In a medium skillet heat the oil until hot and saute the onions and mushrooms. Stir together with the spinach.
In a medium bowl, beat the eggs well. Stir in the ricotta, feta, and basil.
Butter a deep dish pie pan. Place a sheet of phyllo on the bottom of the pan, and brush melted butter over the sheet. Repeat until there are 5 or 6 sheets in the pan. Spread the ricotta mixture over the phyllo. Layer 5 or 6 more sheets of filo brushed with butter on top of the cheese. Spread spinach mixture over the phyllo. Top the pie with 5 or 6 more sheets of phyllo brushed with butter. Trim dough to the edge of the pie dish.
Bake at 375 degrees F (175 degrees C) for about 1 hour, or until pie is golden brown.

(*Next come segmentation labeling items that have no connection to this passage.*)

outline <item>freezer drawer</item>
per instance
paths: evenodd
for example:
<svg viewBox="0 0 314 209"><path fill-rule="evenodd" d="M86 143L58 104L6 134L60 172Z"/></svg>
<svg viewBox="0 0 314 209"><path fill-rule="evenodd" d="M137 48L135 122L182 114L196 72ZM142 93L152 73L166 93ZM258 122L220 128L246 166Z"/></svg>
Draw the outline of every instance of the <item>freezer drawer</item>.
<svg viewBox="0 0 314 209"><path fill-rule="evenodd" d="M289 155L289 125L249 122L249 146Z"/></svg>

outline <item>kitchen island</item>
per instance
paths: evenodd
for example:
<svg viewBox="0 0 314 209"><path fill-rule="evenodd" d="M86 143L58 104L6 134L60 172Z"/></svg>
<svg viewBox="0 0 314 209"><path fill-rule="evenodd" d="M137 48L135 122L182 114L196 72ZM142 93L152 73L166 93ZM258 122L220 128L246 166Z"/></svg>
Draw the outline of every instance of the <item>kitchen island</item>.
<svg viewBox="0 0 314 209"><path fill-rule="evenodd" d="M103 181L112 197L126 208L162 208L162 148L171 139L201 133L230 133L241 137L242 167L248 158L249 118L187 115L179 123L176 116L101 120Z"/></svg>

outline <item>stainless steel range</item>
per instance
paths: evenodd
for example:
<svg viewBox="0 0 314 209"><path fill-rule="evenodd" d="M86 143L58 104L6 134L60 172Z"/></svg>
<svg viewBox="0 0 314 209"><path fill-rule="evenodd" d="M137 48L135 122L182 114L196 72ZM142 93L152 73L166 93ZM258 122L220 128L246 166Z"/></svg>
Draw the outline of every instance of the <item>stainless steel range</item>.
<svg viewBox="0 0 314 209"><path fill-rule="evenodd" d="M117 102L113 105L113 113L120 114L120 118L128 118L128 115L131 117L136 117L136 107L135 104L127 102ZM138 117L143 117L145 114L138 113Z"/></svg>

405.86 calories; 11.71 g protein; 30.3 g carbohydrates; 3.63 g dietary-fiber; 2.44 g sugars; 27.46 g fat; 14.09 g saturated-fat; 96.24 mg cholesterol; 9179.43 IU vitamin-a-iu; 6.21 mg niacin-equivalents; 0.37 mg vitamin-b6; 27.36 mg vitamin-c; 237.04 mcg folate; 250.69 mg calcium; 4.76 mg iron; 91.72 mg magnesium; 692.07 mg potassium; 683.34 mg sodium; 0.39 mg thiamin; 247.12 calories-from-fat; 29 percent-of-calories-from-carbs; 59 percent-of-calories-from-fat; 11 percent-of-calories-from-protein; 30 percent-of-calories-from-sat-fat
I thought this was a little bland- will add more basil and parmesan next time.
Definitely needs additional spices! I also wish that it had been more mixed instead of all the cheese and then all spinach but that could just be me. If you're looking for a baking dish - this was a little too much for an 8 x 12 x 2 Pyrex.
Very very good... but I have a couple of concerns with the recipe. There was no way this amount of spinach and cheese would fit into a deep dish pie plate. I figured that ahead of time (thank goodness). I ended up making it in a 2q round casserole dish. Fit perfectly. Also I had no idea how to use phyllo dough. My bad... but all in all I used the amount stated for each layer and still had more than half a package left. Other than those concerns no problems with recipe. I did tweek it a little. I added garlic to the spinach mushroom onion saute. (used baby portabellos). Then I added about 1/4 cup of Parmesan to the cheese filling. I added a dash or two of garlic powder to the butter when I melted it. This was a heavenly dish. Husband raved and had two helpings which he never does. Thanks so much for the recipe.